With the Asian markets moving beyond the virus, or moving through it sooner, the activity level of clients there has been much greater. Because our Asian clients are more opportunistic, they trade more often, and now they do so from home, and are really focusing more on the markets. The contact between bankers and investment counselors and clients has gone up more than 40% in Asia.

That might be indicative of what will happen in Europe and the U.S. over the next two to four months. People will slow down, have more opportunities to think about what’s happening in the markets and talk to their advisers more.

What are you talking with family offices about?

A lot of our clients are entrepreneurs and own businesses, so a lot of them are busy implementing the CDC programs. We had a family office call on March 9 where we talked about best practices, and shared how we were managing our business at Citi. Clients are dealing with practicalities -- they’re managing their businesses and getting them ready.

From a personal safety perspective, some families are taking precautions around where to be, and so on. Our client base tends to skew older, so there is more than the average amount of concern about the kids of these clients, but also how to deal with older people who could potentially be exposed to the virus.

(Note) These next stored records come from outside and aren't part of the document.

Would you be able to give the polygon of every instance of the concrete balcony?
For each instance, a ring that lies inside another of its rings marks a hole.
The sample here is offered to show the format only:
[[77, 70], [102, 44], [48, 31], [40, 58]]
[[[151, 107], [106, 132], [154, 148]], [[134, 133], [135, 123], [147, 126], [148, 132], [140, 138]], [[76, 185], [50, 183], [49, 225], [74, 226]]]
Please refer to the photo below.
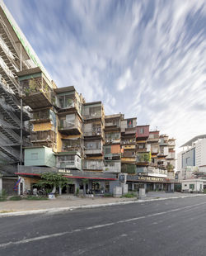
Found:
[[56, 133], [51, 130], [32, 131], [30, 141], [34, 144], [41, 142], [56, 142]]
[[170, 153], [167, 154], [166, 156], [166, 159], [176, 159], [176, 153], [172, 152], [172, 153]]
[[84, 137], [102, 137], [103, 130], [101, 129], [84, 131]]
[[148, 164], [150, 161], [149, 153], [138, 153], [136, 158], [137, 164]]
[[57, 168], [81, 169], [81, 163], [77, 161], [59, 161], [56, 166]]
[[63, 135], [80, 135], [82, 133], [82, 123], [76, 119], [73, 121], [60, 120], [59, 124], [59, 131]]
[[49, 122], [50, 121], [49, 110], [33, 112], [30, 120], [31, 123]]
[[104, 168], [103, 160], [82, 160], [83, 170], [97, 170], [102, 171]]
[[56, 167], [81, 170], [82, 159], [79, 155], [67, 154], [66, 152], [61, 152], [56, 156]]
[[105, 161], [104, 173], [121, 173], [120, 161]]
[[102, 155], [103, 154], [103, 149], [84, 149], [85, 154], [88, 155]]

What’s your basic investment advice right now?

I give the same advice to wealthy families as I do to my Dad. They have to have discipline in the face of uncertainty, keep core portfolios intact and be ready to buy in distressed parts of the market.

They have to understand, though, that they can’t time the market. We’ve done a good job there with clients -- we have not seen a lot of redemptions. We saw a lot of people buying into the market, particularly Asian clients, investing in things that seem unusually cheap.